The fragments were discovered near the blasted section of the levee, in Mississippi County Missouri.
By time the Mississippi County Coroner, Terry Parker, and his team stopped counting, the bone fragments were spread out over six and a half acres of land.
Parker is unsure exactly how many bodies the found fragments are from, but he is confident that more bone fragments may be found in the area when they go to exhume those they have already discovered.
Parker believes that the bones are likely from the area around or even under the part of the levee that was blasted.
However he is less certain as to whom the bones are from.
"Could possibly be early Native American, it could be early American settlers that were going to the west. It could be people that had resided in the early 1900’s, and that was their homestead, and as common they were buried there on the family home property," Parker said.
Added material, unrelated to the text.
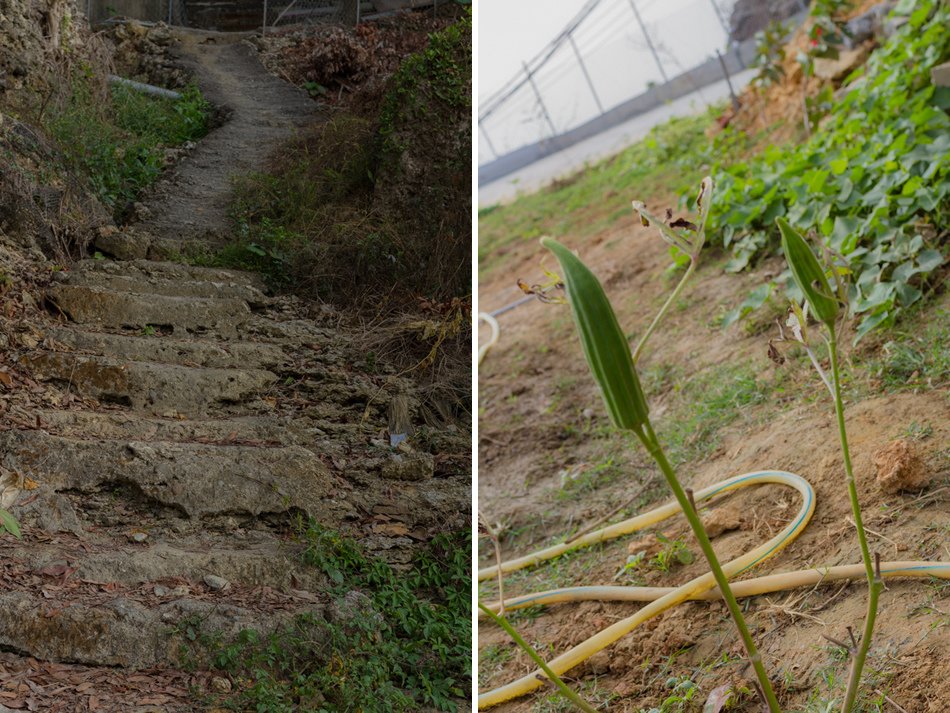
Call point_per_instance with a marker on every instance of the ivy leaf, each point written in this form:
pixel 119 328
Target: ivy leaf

The bone fragments as well as the site have been turned over by Parker and the county to the Missouri State Parks and Historic Preservation Team.
The team is now tasked not only with discovering what time period the bones are from, but also what people the bones are from.
"You know if it’s American Indian, you know we have certain policies we have to follow and leave them as undisturbed as possible," Parker said. "So I think that right now they are in process there in the process of investigating, doing forensics to determine the nationality of the remains. And then at that point you know the process of collecting and reentering will happen."
Parker says that the process may take some time due to the degree of decomposition as well as the need for an accurate identification of what people the fragments are from.